As I said before, changing the name of a function (from putenv to setenv, or from Write to write) costs nothing. :)

 and
Lua is primarily an *embedded* language. Most Lua programs aren't intended to be portable because the author knows exactly the platform that it's going to
run on.

I wonder if that's true. I've primarily used Lua for two things:

1) A configuration system for utilities
2) A glue language for scripting internet servers.

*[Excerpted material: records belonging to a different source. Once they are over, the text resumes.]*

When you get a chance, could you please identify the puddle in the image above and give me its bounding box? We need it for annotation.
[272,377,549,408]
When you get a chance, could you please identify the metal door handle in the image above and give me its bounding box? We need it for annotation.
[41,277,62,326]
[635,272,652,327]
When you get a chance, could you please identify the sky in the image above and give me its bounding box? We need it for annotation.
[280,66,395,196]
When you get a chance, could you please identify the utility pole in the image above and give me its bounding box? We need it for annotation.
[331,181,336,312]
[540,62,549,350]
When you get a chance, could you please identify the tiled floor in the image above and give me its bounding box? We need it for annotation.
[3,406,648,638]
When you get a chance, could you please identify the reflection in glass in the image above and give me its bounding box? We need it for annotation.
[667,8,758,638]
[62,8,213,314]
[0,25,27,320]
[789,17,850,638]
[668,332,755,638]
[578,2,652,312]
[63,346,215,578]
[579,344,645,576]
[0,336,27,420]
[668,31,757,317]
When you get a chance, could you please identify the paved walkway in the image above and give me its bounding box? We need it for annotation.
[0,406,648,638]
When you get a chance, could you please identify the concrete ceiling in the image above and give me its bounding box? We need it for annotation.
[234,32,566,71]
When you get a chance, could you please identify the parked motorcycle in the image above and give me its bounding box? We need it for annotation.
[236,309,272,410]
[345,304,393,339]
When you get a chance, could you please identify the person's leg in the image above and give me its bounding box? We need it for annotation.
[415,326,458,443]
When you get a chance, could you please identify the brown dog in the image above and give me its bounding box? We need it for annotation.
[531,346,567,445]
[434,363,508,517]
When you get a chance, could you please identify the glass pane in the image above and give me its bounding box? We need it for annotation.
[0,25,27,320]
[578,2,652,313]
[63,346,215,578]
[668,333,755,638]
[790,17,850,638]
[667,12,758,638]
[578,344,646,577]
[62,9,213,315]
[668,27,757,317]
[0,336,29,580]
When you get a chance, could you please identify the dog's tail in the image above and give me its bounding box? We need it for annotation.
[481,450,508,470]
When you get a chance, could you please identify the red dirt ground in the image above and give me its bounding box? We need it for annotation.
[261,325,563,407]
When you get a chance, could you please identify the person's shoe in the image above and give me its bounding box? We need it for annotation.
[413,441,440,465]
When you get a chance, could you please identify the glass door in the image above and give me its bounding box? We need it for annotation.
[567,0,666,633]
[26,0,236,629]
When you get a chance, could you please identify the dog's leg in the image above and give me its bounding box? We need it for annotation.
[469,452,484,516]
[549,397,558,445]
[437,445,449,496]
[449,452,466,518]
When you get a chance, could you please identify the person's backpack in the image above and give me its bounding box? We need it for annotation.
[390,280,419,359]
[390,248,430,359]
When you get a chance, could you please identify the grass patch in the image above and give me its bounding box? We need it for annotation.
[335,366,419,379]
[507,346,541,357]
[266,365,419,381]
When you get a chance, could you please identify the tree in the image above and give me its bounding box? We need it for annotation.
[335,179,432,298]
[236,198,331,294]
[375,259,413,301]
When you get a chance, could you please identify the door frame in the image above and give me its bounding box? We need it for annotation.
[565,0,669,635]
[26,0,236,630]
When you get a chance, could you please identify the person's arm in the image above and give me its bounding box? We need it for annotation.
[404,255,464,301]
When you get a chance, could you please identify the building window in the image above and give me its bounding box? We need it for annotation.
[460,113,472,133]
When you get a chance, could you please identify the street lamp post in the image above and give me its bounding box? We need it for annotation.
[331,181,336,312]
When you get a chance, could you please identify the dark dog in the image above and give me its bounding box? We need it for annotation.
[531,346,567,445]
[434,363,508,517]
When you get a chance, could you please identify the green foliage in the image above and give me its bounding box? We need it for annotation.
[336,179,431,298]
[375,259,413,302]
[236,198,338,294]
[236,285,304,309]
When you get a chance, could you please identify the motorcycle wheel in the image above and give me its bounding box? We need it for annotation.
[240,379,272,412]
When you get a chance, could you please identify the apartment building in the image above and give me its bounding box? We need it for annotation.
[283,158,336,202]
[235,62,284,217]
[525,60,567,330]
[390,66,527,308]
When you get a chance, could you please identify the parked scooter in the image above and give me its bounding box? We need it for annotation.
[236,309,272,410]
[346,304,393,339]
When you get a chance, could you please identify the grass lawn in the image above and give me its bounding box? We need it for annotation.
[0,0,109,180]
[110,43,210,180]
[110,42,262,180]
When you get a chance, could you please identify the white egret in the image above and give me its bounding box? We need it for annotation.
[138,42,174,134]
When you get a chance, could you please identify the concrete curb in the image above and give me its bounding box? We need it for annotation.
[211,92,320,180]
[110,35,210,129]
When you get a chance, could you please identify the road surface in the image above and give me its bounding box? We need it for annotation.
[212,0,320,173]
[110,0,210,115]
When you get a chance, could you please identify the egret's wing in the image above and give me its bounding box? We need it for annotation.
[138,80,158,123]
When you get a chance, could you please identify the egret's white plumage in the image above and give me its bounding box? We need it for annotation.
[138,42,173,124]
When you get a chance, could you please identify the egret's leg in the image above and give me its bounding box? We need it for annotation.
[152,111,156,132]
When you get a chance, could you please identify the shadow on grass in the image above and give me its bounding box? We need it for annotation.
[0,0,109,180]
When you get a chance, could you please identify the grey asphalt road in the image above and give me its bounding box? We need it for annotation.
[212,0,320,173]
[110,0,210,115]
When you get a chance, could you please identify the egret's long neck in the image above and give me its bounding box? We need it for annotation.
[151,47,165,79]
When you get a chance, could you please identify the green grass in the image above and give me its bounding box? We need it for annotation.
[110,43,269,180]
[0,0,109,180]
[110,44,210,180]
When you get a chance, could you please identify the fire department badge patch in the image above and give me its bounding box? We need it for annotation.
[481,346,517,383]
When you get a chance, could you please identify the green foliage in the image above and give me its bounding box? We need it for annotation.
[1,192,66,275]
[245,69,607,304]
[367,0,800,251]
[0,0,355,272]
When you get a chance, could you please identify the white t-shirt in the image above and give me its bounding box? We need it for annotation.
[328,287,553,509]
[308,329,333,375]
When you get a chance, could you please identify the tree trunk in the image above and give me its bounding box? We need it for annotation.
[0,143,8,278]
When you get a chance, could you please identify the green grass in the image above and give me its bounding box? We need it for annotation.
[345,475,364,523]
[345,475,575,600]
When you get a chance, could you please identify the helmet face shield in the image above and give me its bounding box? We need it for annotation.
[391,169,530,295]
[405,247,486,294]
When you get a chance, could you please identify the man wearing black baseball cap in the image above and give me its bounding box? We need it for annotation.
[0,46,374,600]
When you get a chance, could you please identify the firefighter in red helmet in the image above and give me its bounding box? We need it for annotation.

In both cases, the embedding application is attempting to be cross-platform, often at an agonizing cost. The configuration / scripting interface, which is designed for non-programmers, attempts to abstract the differences away (fortunately, that's not usually difficult.) Such people would probably not like either:

filesize = RootFilesystem:findfile("/home/dg/documents/sample.txt"):size()

or

filesize = posix.stat("/home/dg/documents/sample.txt").st_size

but the first would at least work consistently on Unix, MacOSX and Windows, which saves me a lot of documentation effort and makes it easier for the clients to switch platforms without rewriting their scripts. (I'm skating over the backslash issue here, although fortunately slashes work on windows these days; the biggest problem is convincing people to not write backslashes or to double them. These are the sort of things that create helpdesk calls. I'd hate to think of the complications which using .st_size might cause :)

I find that it's pretty easy to get people to write stuff like:

for f in folder(env.HOME) do -- [Note 1]
  if f.extension == "doc" and f.size > 4 * megabyte then
    print(f.fullname .. " is way too big.")
  end
end

In fact, I prefer that myself :)

I don't see how that creates extra code. Supporting N platforms with different directory APIs creates extra code, but thin wrappers don't help that; on the other hand, using thin wrappers bulks up every script, whereas the support code is only written once.

Let me be 100% clear. I am not proposing any of the following:

-- bundling a large set of cross-platform libraries with the standard Lua distribution

-- shooting people who write platform-specific interfaces

All I'm suggesting is that if we put our heads together, we ought to be able to come up with a nice clean set of documented interfaces which *could* be used by people to implement OS support libraries in a standard, Lua-like way. The market would then decide, I suppose, but I'd be betting that the standard interfaces would have a lot of market support.


[Note 1]
To handle the difference between Windows and Unix environment variables, I use a pseudo-environment table which translates names. I wouldn't suggest doing that in a standard interface, but it's avoided a lot of problems.